Sebastian Świderski: Pierwsze mecze zawsze są niebezpieczne

ZAKSA Kędzierzyn-Koźle w trzech setach pokonała AZS Częstochowa. Sebastian Świderski nie ukrywał, że obawiał się inauguracji PlusLigi. - Takie mecze są zawsze niebezpieczne - mówił "Świder".

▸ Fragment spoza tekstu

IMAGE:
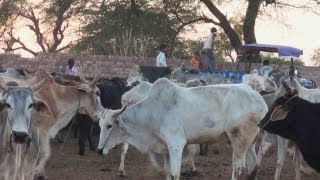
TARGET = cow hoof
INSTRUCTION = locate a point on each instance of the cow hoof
(41, 177)
(92, 148)
(81, 153)
(190, 173)
(122, 174)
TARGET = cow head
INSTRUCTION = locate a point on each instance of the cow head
(90, 96)
(19, 102)
(282, 106)
(111, 130)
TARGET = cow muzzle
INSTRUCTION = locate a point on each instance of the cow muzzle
(100, 151)
(20, 137)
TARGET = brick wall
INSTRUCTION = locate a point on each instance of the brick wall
(113, 65)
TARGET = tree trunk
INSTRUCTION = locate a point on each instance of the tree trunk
(250, 21)
(224, 24)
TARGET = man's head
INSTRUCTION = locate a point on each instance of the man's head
(71, 63)
(203, 52)
(196, 54)
(163, 47)
(265, 62)
(213, 30)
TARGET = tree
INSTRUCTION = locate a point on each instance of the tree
(316, 57)
(149, 22)
(253, 9)
(49, 21)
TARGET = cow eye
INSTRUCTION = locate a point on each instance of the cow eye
(98, 93)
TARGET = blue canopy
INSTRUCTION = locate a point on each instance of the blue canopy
(280, 49)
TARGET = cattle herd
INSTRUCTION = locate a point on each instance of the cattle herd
(182, 111)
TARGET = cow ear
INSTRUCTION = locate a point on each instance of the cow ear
(42, 108)
(3, 105)
(84, 87)
(279, 113)
(119, 111)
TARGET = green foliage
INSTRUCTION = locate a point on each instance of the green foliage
(108, 31)
(222, 47)
(119, 28)
(8, 8)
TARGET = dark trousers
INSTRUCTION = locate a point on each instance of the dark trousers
(212, 59)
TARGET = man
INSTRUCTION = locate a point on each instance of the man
(204, 61)
(161, 58)
(208, 47)
(266, 68)
(71, 69)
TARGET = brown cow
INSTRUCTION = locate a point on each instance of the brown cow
(64, 102)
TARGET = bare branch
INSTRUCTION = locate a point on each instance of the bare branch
(34, 26)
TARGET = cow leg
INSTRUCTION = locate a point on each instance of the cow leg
(251, 161)
(44, 143)
(175, 154)
(265, 145)
(154, 161)
(166, 166)
(281, 156)
(83, 134)
(192, 150)
(124, 150)
(91, 144)
(241, 138)
(297, 162)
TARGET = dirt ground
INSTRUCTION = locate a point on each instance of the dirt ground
(66, 164)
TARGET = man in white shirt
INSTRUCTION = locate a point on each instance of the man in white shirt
(208, 47)
(71, 69)
(161, 58)
(266, 68)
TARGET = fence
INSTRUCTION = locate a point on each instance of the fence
(114, 65)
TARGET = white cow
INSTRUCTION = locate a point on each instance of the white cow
(135, 95)
(312, 95)
(170, 117)
(19, 147)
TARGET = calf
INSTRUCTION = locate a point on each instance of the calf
(19, 135)
(110, 95)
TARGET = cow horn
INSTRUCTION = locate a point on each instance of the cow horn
(32, 72)
(3, 86)
(81, 76)
(96, 78)
(271, 72)
(38, 85)
(119, 111)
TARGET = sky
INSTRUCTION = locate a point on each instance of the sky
(302, 29)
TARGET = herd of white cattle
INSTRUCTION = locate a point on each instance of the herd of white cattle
(159, 118)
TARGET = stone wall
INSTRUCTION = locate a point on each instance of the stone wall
(114, 65)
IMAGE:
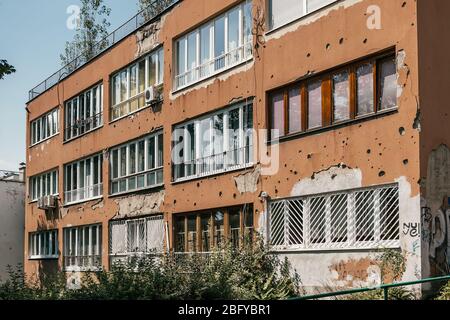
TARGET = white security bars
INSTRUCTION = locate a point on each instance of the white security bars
(83, 180)
(282, 12)
(214, 144)
(43, 245)
(42, 185)
(360, 219)
(45, 127)
(83, 248)
(137, 165)
(83, 113)
(136, 237)
(216, 46)
(128, 85)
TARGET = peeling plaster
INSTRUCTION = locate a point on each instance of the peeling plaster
(336, 178)
(293, 26)
(137, 205)
(248, 182)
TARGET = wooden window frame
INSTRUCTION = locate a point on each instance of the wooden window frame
(326, 77)
(213, 241)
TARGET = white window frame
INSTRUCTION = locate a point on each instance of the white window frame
(76, 127)
(74, 260)
(38, 185)
(243, 161)
(148, 174)
(279, 209)
(119, 237)
(37, 243)
(158, 55)
(270, 27)
(38, 127)
(216, 64)
(91, 189)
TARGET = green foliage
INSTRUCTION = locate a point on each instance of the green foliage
(5, 69)
(92, 28)
(248, 273)
(444, 293)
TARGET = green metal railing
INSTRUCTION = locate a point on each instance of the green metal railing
(384, 287)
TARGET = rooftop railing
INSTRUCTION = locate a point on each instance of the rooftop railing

Do inaugurującego rozgrywki PlusLigi mecz ZAKSA Kędzierzyn-Koźle przystąpiła w mocno osłabionym składzie. Do Częstochowy Sebastian Świderski zabrał zaledwie dziesięciu zawodników, a jedynym atakującym był Dominik Witczak. Z powodu kontuzji w składzie ZAKSY zabrakło Michała Ruciaka, a gotowy do gry nie był jeszcze Kay van Dijk, który zastąpił w szeregach kędzierzynian chorego Grzegorza Boćka. Mimo kadrowych problemów faworytem spotkania był czwarty zespół ubiegłego sezonu.
[ad=rectangle]
Kędzierzynianie w mocno skoncentrowani przystąpili do meczu. Ich celem było zwycięstwo w trzech setach, lecz Sebastian Świderski nie ukrywał, że obawiał się pierwszego w tym sezonie pojedynku. - Obawialiśmy się tego spotkania, bo pierwsze mecze są zawsze niebezpieczne dla zespołów, które nie mają kompletu zawodników w okresie przygotowawczym. U nas brakowało trzech graczy, a do tego doszły jeszcze dwie kontuzje. Przyjechaliśmy tutaj takim składem, jakim przyjechaliśmy i cieszę się, że była u zawodników dodatkowa mobilizacja - przyznał trener ZAKSY.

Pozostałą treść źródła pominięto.